Tricky Problems? MariaDB debug container

MariaDB does have bugs. Users see them sometimes. Sometimes developers look for a long time at bug reports and code and still cannot see how the situation occurred. Developers during their analysis ask questions like:

  • I wonder if this was already fixed in {not released version}? But how can I ask a user to test that?
  • Can I get the user to get good stack trace that would help understand this better? But users sometimes find this hard.
  • What exact hardware and kernel configuration is this bug occurring on? And how would I reproduce this?
  • I’d like to have a copy of this data to attempt some potentially damaging operation to understand this better? But user data isn’t always sharable, or easily copy-able.
  • A rr record of this way that MariaDB got into this state would help me understand this better?
  • I know what debugger information I’d get if I was to attack this problem locally, can I ask the user to do it?

Users also ask tricky questions of MariaDB like:

  • Where is MariaDB spending all its CPU time?
  • Can I record a flame graph on what MariaDB is doing?

MariaDB Foundation has developed the container image quay.io/mariadb-foundation/mariadb-debug to help bring greater information on problems to developers to solve MariaDB issues, and for developers to ask users for more information in ways that won’t consume lots of time.

What is quay.io/mariadb-foundation/mariadb-debug?

quay.io/mariadb-foundation/mariadb-debug is a container image. It is based on the quay.io/mariadb-foundation/mariadb-devel image, which as per the previous blog image, is the current latest development version of MariaDB for every major supported stable branch (and the unstable 10.8 branch). This image behaves identical to the Docker Library docker.io/library/mariadb that you may be using.

Differences are:

  • Debug info packages are installed so its easier to get stack resolution.
  • Extra debugging tools are installed in the container.
  • Curl is installed for easy upload to the MariaDB Private FTP server (very recently added – may not be in all images).

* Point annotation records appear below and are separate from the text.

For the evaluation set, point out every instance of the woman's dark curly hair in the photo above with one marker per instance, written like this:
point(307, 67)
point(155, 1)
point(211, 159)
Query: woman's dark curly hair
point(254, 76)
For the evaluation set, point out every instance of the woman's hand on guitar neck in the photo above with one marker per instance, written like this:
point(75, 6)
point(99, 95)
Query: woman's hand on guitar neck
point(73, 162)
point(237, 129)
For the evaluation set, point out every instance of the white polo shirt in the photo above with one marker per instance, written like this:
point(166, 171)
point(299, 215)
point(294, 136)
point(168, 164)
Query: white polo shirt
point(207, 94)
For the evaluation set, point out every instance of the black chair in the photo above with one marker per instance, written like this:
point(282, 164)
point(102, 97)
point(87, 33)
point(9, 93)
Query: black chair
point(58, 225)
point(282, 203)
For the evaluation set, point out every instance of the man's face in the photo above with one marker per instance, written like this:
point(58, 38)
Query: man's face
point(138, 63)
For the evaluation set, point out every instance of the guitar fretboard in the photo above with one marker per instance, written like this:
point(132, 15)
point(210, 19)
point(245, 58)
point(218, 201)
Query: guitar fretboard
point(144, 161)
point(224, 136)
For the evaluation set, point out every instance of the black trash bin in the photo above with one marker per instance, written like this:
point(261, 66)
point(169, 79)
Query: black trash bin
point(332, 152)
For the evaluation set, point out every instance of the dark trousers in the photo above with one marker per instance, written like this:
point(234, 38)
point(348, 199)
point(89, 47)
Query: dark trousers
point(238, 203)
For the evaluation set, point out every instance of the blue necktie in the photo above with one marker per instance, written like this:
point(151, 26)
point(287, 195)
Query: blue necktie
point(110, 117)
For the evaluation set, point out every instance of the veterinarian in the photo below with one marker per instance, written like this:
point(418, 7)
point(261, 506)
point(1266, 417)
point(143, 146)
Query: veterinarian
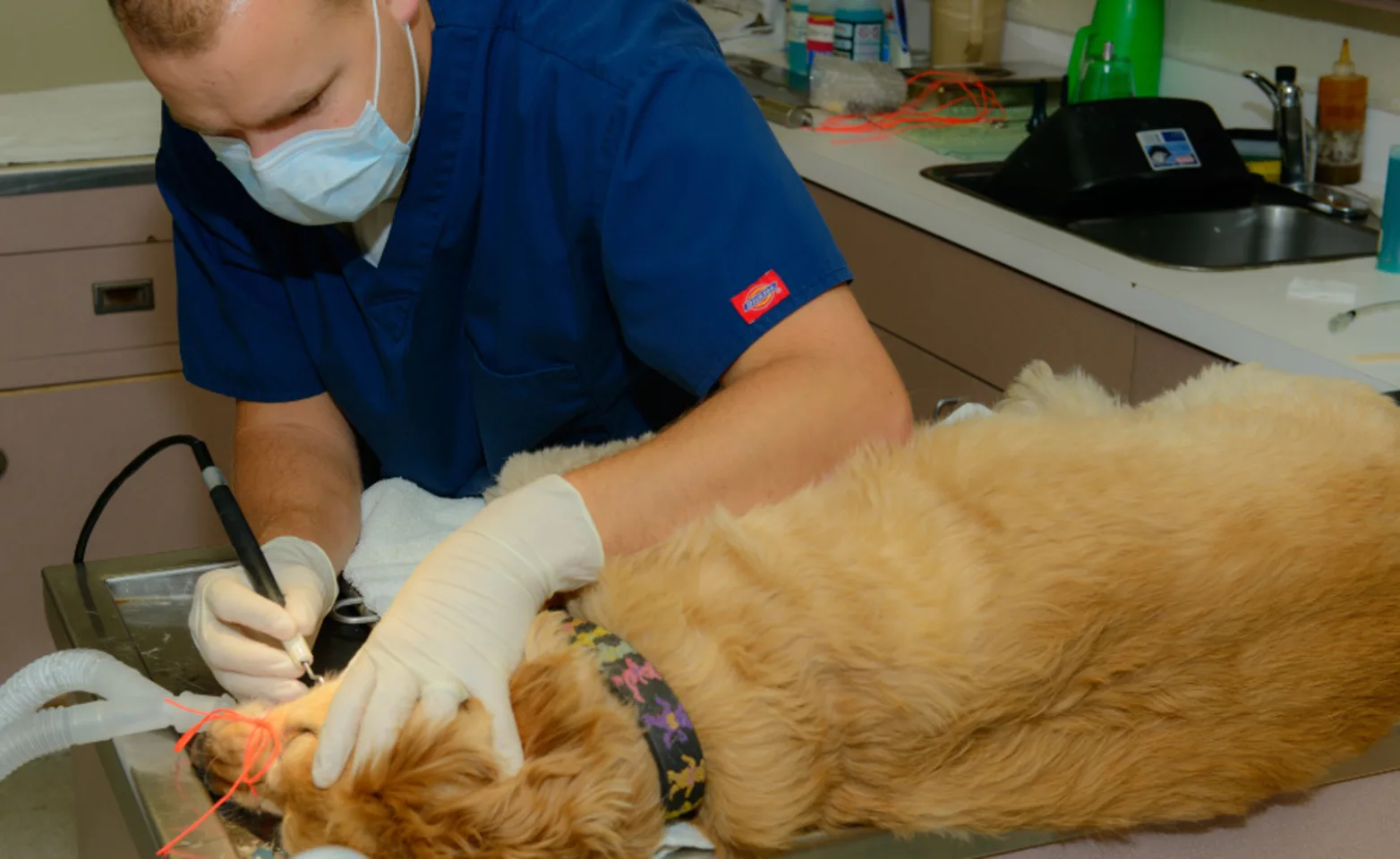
point(414, 240)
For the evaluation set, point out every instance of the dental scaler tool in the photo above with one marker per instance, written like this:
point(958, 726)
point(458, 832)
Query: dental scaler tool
point(230, 515)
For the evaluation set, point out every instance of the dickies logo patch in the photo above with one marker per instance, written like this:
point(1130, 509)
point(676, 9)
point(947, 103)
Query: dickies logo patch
point(761, 297)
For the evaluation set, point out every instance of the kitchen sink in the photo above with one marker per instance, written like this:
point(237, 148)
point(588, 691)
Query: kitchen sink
point(1277, 227)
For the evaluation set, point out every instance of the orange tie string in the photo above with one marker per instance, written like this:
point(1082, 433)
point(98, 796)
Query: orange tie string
point(911, 114)
point(260, 739)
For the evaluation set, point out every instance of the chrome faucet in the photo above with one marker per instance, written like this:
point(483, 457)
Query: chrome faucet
point(1290, 123)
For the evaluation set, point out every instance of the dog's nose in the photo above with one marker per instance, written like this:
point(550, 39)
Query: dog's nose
point(199, 752)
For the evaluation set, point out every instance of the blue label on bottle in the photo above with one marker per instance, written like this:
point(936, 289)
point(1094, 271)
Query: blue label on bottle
point(1168, 149)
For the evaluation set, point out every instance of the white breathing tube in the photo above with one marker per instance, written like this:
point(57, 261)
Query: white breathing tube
point(132, 704)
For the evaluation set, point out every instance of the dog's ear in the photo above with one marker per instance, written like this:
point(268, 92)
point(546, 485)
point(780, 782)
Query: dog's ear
point(439, 791)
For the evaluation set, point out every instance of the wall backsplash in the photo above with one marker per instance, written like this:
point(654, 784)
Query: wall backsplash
point(59, 44)
point(1231, 38)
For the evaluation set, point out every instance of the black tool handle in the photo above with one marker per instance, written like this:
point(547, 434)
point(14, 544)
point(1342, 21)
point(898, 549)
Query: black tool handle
point(245, 544)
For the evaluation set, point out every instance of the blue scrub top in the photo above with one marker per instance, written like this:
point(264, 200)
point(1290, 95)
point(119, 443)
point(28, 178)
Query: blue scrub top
point(595, 223)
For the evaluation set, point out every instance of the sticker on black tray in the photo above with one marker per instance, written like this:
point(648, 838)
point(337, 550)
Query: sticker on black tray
point(1168, 149)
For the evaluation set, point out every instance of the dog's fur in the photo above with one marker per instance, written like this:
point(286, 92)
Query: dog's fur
point(1067, 616)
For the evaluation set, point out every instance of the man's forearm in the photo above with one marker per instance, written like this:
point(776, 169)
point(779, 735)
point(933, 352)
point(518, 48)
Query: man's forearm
point(293, 481)
point(764, 436)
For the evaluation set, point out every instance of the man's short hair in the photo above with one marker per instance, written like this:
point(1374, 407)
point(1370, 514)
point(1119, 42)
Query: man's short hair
point(176, 25)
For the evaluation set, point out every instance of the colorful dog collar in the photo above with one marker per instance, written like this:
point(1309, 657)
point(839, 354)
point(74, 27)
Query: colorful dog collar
point(662, 719)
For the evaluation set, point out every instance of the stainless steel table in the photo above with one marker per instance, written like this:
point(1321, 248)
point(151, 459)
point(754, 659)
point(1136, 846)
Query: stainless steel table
point(136, 610)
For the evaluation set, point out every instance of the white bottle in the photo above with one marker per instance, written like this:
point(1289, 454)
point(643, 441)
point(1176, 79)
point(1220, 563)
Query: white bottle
point(860, 29)
point(821, 25)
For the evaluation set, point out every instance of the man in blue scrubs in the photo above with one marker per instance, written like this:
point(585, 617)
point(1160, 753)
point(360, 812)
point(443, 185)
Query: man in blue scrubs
point(416, 237)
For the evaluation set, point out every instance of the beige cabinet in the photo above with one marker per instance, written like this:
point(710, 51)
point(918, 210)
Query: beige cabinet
point(90, 377)
point(956, 322)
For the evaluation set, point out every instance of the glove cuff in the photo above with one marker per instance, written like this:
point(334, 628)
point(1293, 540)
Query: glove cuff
point(548, 523)
point(288, 550)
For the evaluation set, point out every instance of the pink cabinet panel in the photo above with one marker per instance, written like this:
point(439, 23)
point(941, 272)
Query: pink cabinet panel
point(90, 314)
point(83, 218)
point(62, 447)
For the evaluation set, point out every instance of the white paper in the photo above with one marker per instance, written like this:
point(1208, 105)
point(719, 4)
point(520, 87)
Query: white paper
point(80, 123)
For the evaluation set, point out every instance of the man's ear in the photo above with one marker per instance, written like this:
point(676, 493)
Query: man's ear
point(404, 12)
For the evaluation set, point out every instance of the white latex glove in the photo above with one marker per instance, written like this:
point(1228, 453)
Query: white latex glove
point(226, 608)
point(458, 625)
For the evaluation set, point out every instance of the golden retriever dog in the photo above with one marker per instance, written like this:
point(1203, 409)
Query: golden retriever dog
point(1070, 615)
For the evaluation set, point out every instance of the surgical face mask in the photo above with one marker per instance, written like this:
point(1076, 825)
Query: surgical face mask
point(329, 175)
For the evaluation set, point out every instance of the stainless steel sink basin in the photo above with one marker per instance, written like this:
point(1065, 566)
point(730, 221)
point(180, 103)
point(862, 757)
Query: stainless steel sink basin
point(1277, 227)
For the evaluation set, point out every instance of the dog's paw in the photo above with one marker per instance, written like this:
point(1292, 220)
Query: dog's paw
point(1037, 389)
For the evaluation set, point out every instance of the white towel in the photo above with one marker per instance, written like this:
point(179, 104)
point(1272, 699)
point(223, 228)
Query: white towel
point(399, 525)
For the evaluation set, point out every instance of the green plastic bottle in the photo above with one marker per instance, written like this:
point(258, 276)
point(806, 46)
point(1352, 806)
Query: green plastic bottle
point(1134, 27)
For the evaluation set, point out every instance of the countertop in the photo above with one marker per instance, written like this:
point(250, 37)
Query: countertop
point(136, 610)
point(1277, 315)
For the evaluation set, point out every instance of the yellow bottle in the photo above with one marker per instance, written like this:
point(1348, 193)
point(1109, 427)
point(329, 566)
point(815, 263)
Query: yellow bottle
point(1342, 122)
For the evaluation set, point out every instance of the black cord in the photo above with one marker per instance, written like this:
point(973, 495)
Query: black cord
point(144, 456)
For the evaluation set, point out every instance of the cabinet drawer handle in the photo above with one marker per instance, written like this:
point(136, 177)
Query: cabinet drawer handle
point(124, 295)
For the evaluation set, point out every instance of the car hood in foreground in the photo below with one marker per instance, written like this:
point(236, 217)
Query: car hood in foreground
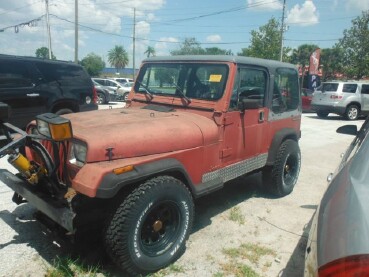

Notably this isn’t the server debug build (i.e. compiled with -DCMAKE_BUILD_TYPE=Debug).

Is my MariaDB runtime error fixed already?

The quay.io/mariadb-foundation/mariadb-devel images are sufficient to test this. If the problem is a crash or needs further debugging this can be replaced with the quay.io/mariadb-foundation/mariadb-debug image in the below steps.

The steps are:

  1. podman pull quay.io/mariadb-foundation/mariadb-devel:{same major version} ; we’ll use 10.5 in the examples below.
  2. stop your existing container
  3. Run the quay.io/mariadb-foundation/mariadb-devel:10.5 image like you ran your previous 10.5 image. e.g. podman run -v {volume}:/var/lib/mysql -p quay.io/mariadb-foundation/mariadb-devel:10.5
  4. Run your previous SQL/tests to see if the same behavior is observed.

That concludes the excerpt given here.